Tom Barker, Leicester Socialist Party
Around 80 people attended a politically charged Save Our NHS Leicestershire public meeting on 6 April to discuss the planned reorganisation of Leicester’s hospitals.
Speaking at the meeting was Sally Ruane, a local health policy academic and NHS campaigner, and Mark Wightman, the Director of Communications and Strategy for the local NHS Trust.
But the speakers were not the main attraction. For about an hour, the audience bombarded the Trust’s representative with story after emotional story about the devastating effects of NHS cuts and the woeful level of care in the community.

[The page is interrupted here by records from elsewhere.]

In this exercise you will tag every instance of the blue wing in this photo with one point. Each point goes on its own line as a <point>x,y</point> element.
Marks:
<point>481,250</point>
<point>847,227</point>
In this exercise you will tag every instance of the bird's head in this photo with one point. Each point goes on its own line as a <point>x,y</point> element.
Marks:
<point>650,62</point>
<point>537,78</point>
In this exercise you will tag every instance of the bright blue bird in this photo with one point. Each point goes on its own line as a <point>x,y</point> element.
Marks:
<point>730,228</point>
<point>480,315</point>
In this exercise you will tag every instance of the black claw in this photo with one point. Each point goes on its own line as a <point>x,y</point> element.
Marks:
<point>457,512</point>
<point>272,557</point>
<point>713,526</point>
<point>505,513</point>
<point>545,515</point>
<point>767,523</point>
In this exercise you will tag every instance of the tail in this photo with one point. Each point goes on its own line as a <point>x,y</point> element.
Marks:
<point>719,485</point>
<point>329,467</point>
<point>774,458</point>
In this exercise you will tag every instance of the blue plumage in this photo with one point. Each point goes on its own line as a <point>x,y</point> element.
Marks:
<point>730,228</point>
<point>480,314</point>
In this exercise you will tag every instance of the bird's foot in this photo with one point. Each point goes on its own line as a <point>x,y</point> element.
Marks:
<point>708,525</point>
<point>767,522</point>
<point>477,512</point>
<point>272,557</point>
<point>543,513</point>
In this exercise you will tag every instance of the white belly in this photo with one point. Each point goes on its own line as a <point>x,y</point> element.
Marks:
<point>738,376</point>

Save Our NHS Leicestershire is concerned that the Trust’s plans do not include an increase in the number of beds, even though local hospitals currently face a crisis because of lack of capacity.
Only recently, the Leicester Mercury carried a front-page article about a 94-year-old Leicester resident who was shoved from hospital to home, and back to hospital again 13 times in the last ten weeks of his life, apparently in an effort to free up beds in acute hospitals.
The audience was clear: the crisis in the NHS has already put an unbearable strain on families.
The Trust’s spokesperson was slick. But in summing up he was forced to admit that the biggest risk in the Trust’s plan was that community services would not be able to make up for a standstill in the number of beds.
Save Our NHS Leicestershire is fighting for an NHS that is fit for purpose. We are campaigning to expose the inadequacies of the local Trust’s plans and to build a movement capable of forcing more money from this weak government.
Socialist Party members, who are a part of the campaign, call for all cuts and privatisation in the health service to be reversed. We demand a fully funded, socialist NHS, run democratically by workers and service users. Giant pharmaceutical companies and big corporations in the supply chain should also be nationalised, under democratic workers’ control, in order to prevent the NHS being bled to death by big business.